父の一周忌を迎え、母との相談どおりに高野山に納骨に行った。
高野山は世界遺産に登録されたせいか、外国人がものすごく多い。しかも多くの人が宿坊に泊まっていくという。それはいいことなので、ぜひ、高野山と真言密教の奥深い世界に少しでも理解をもって欲しいと思う。
私が行ったお寺は高野山金剛三昧院。恥ずかしいけれど、行くまでどんなお寺か知らなかった。それはともかく父の骨を抱え、高野山まで行く間はいろいろ考えた。俺が死んだら、こうして遺族が運んでくれたらうれしいな、と思ったら少し孝行している気がしてきた。
いくつか不思議なこともあった。本堂で納骨の儀式を行うために、お坊さん3人が経文を読んでくださるのだが、少なくとも二人が唱和するとなんともかすかに金属的な響きがどこからともなく聞こえてくる。チリン、キンキンというようなかすかな音。一人が読んでいる時には起きない。真言宗は他宗と違って鳴り物が多いのだが、決して楽器ではなく、どこかと共鳴すると聞こえるような繊細な音であった。
もうひとつ。このお寺のご本尊はなんと愛染明王であった。北条政子が亡くなった源頼朝のために建立したという。両人の位牌と足利尊氏、他らしい。天才仏師運慶作という。単なる像ではなく、愛染明王の存在を表しているなにものか、というものすごい迫力である。

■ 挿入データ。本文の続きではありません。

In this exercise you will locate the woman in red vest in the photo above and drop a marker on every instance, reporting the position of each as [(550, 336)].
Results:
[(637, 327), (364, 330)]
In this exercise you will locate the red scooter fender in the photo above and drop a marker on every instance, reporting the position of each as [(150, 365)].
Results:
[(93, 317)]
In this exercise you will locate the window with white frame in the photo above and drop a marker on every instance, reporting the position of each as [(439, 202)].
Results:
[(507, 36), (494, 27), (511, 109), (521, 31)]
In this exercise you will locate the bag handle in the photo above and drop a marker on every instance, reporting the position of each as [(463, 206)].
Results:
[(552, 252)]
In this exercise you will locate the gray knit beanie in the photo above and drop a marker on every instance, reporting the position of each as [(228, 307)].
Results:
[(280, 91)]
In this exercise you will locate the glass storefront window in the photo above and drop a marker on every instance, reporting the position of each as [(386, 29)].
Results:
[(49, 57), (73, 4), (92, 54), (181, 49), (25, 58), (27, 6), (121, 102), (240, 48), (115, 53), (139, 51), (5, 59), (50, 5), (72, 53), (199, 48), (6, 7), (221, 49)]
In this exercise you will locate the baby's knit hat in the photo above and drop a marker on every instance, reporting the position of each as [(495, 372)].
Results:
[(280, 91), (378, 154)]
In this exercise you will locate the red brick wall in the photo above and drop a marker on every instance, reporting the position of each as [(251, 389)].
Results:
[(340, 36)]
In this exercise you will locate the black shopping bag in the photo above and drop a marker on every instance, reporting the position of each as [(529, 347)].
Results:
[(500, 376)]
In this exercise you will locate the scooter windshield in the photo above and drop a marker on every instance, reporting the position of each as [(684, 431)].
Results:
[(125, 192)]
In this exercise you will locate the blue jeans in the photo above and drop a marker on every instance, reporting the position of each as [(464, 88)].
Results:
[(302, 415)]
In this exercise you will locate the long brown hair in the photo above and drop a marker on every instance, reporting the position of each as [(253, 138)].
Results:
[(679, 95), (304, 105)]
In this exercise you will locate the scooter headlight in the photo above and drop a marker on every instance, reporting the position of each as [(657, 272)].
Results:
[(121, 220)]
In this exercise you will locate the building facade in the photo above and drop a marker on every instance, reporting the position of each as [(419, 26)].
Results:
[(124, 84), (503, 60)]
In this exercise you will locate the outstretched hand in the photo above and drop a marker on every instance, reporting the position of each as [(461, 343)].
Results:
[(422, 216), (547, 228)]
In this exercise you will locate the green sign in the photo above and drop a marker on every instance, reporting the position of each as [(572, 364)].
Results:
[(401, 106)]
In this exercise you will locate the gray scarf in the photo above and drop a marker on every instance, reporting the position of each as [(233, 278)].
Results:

こういう仏像は「生きている」んだよなぁ。
愛染明王を祭った寺に父が入るとは父の導きだろうか、非常に不思議なめぐり合わせであった。少しお布施をして、お守りに結界の使用済みの紐をミサンガのように編んだ腕輪をいただいた。とりあえずやっておこう。
豪勢な精進料理をいただいて、金剛峰寺を拝観して帰った。